A recruitment company wishes to buy a small kettle from a retail company (‘the Retailer’) for the use of its employees.
When the office manager of the recruitment company first visits the Retailer’s premises the kettle is not in stock. The Retailer therefore orders one from the wholesalers and the office manager later returns to the Retailer to collect it.
After being used twice the kettle does not work.
What claim does the recruitment company have?
A. The kettle is not of satisfactory quality under the Consumer Rights Act 2015.
B. The kettle is not fit for particular purpose under the Consumer Rights Act 2015.
C. The kettle is not of satisfactory quality under the Sale of Goods Act 1979.
D. The kettle is not fit for particular purpose under the Supply of Goods (Implied Terms) Act 1973.
E. The kettle is not of satisfactory quality under the Supply of Goods and Services Act 1982.
C - The kettle is not of satisfactory quality under the Sale of Goods Act 1979.
A landscaper contracts with a building merchant for the supply of resin. At the time of sale, the landscaper told the building merchant that it required the resin to create a road surface for a client’s heavy agricultural vehicles.

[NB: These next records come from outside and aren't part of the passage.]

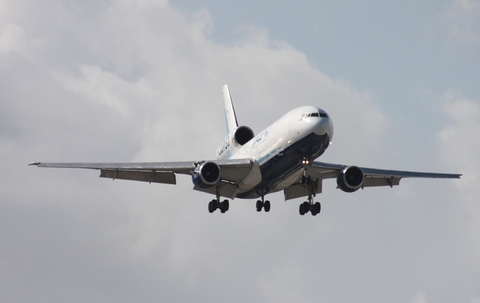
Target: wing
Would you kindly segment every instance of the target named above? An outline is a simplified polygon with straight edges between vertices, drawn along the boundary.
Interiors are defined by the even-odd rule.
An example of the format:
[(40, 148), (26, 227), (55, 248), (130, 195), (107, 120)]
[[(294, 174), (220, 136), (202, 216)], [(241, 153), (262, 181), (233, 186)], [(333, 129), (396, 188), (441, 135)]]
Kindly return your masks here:
[(145, 163), (67, 163), (34, 162), (30, 165), (50, 168), (83, 168), (100, 170), (101, 178), (135, 180), (176, 184), (175, 173), (191, 174), (195, 162), (145, 162)]
[[(347, 165), (331, 164), (323, 162), (313, 162), (312, 167), (308, 169), (308, 173), (314, 179), (331, 179), (337, 178), (341, 171), (348, 168)], [(402, 178), (440, 178), (440, 179), (459, 179), (461, 174), (444, 174), (444, 173), (425, 173), (402, 170), (376, 169), (359, 167), (365, 176), (365, 187), (368, 186), (392, 186), (388, 181), (376, 182), (376, 179), (392, 180)], [(398, 184), (394, 184), (398, 185)]]
[[(252, 171), (258, 166), (256, 161), (251, 159), (138, 163), (33, 162), (30, 165), (50, 168), (95, 169), (100, 170), (101, 178), (176, 184), (176, 174), (193, 175), (195, 169), (205, 162), (213, 162), (220, 167), (220, 195), (226, 197), (234, 197), (238, 188), (237, 185), (248, 181), (249, 176), (251, 178)], [(195, 189), (216, 193), (215, 186), (211, 190), (197, 187)]]
[(324, 162), (313, 162), (307, 168), (306, 175), (310, 176), (312, 180), (310, 185), (303, 184), (299, 179), (297, 183), (285, 190), (286, 200), (308, 196), (309, 193), (312, 195), (321, 193), (323, 179), (337, 179), (337, 185), (340, 189), (346, 192), (354, 192), (365, 187), (397, 186), (400, 185), (402, 178), (459, 179), (462, 176), (461, 174), (376, 169)]
[[(337, 178), (339, 173), (348, 168), (347, 165), (331, 164), (323, 162), (313, 162), (311, 168), (308, 169), (308, 173), (314, 179), (331, 179)], [(376, 179), (392, 180), (402, 178), (441, 178), (441, 179), (459, 179), (461, 174), (443, 174), (443, 173), (425, 173), (425, 172), (412, 172), (402, 170), (389, 170), (389, 169), (376, 169), (359, 167), (365, 175), (365, 187), (368, 186), (382, 186), (391, 184), (388, 181), (376, 182)], [(394, 184), (398, 185), (398, 184)]]

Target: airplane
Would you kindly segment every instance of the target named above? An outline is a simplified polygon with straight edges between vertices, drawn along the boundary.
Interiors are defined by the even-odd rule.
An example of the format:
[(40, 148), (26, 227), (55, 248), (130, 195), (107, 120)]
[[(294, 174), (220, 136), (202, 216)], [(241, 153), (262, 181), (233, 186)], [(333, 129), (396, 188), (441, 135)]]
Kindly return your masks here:
[(353, 193), (365, 187), (397, 186), (402, 178), (453, 178), (461, 174), (385, 170), (314, 161), (331, 144), (333, 123), (324, 110), (302, 106), (291, 110), (258, 135), (239, 126), (227, 85), (223, 86), (227, 136), (216, 160), (141, 163), (44, 163), (29, 165), (100, 170), (101, 178), (176, 184), (176, 174), (190, 175), (194, 189), (215, 195), (208, 211), (225, 213), (229, 199), (258, 199), (256, 210), (269, 212), (270, 193), (283, 191), (285, 201), (300, 197), (299, 213), (316, 216), (321, 211), (314, 197), (322, 181), (336, 179), (337, 188)]

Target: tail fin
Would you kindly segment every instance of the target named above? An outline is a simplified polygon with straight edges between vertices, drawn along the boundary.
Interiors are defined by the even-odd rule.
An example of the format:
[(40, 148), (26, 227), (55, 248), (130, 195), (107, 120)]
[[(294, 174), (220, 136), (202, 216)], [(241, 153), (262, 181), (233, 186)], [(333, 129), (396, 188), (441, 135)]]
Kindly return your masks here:
[(223, 86), (223, 101), (225, 102), (225, 121), (227, 123), (227, 134), (230, 134), (238, 127), (237, 116), (233, 108), (232, 97), (228, 85)]

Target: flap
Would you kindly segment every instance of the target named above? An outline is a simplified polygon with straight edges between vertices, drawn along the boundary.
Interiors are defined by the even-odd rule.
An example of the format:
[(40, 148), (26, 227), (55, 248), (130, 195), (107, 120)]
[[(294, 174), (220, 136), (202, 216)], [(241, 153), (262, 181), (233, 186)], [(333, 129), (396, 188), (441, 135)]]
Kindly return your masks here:
[[(313, 190), (314, 194), (320, 194), (322, 192), (322, 180), (316, 179), (313, 180)], [(296, 199), (300, 197), (307, 197), (308, 196), (308, 188), (306, 184), (295, 183), (283, 191), (285, 196), (285, 201)]]
[(131, 170), (100, 170), (100, 178), (143, 181), (149, 183), (177, 184), (174, 173)]

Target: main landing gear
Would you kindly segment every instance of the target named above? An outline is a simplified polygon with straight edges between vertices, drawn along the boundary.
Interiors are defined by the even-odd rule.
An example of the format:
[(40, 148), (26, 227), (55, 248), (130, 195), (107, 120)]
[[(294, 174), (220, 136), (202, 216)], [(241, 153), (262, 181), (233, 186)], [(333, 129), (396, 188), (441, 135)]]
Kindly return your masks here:
[[(302, 163), (304, 165), (310, 165), (311, 160), (303, 160)], [(303, 202), (300, 204), (300, 207), (298, 209), (300, 215), (305, 215), (306, 213), (310, 212), (312, 216), (316, 216), (320, 213), (322, 210), (322, 206), (320, 205), (320, 202), (313, 202), (313, 197), (315, 197), (315, 190), (313, 188), (313, 180), (312, 177), (306, 175), (306, 171), (303, 172), (302, 184), (305, 184), (308, 189), (308, 201)]]
[(270, 211), (270, 201), (264, 201), (264, 198), (262, 196), (262, 200), (258, 200), (257, 201), (257, 211), (258, 212), (261, 212), (262, 211), (262, 208), (265, 210), (266, 213), (268, 213)]
[(321, 210), (322, 206), (320, 205), (320, 202), (313, 203), (312, 197), (308, 197), (308, 201), (303, 202), (299, 207), (299, 213), (302, 216), (308, 212), (312, 213), (312, 216), (316, 216)]
[(220, 197), (218, 197), (217, 199), (213, 199), (208, 203), (208, 211), (210, 213), (213, 213), (217, 209), (220, 209), (220, 212), (223, 214), (228, 211), (229, 207), (230, 203), (228, 202), (228, 200), (223, 200), (223, 202), (220, 202)]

The building merchant supplies resin that is only suitable for light domestic vehicles and it cracks when it is first driven on by a large agricultural vehicle.
Which of the following best explains whether the landscaper has a remedy under the Sale of Goods Act 1979?
Select one alternative:
Yes, because the resin does not correspond with the building merchant’s description.
Yes, the resin was not fit for the particular purpose made known by the landscaper.
Yes, the resin is not of satisfactory quality or fit for the particular purpose made known by the landscaper.
No, there is no breach. Satisfactory quality is assessed by the standard the reasonable person would expect.
Yes, the resin was not of satisfactory quality as it was not fit for all purposes for which resin is commonly supplied.
Yes, the resin was not fit for the particular purpose made known by the landscaper.
This is a contract law question on the topic of terms of a contract, specifically the Sale of Goods Act 1979. The landscaper has made known a particular purpose for which the resin is being bought. Where the seller sells goods in the course of a business and the buyer expressly (or impliedly) makes know to the seller a particular purpose for which the goods are being bought, there is an implied term that they are fit for that purpose. This term is breached as the contractor has supplied resin that is not suitable for this purpose and cracks when used for this purpose. The resin is not sold by description. There is no indication that it is not of satisfactory quality if used for its intended purpose by light domestic vehicles.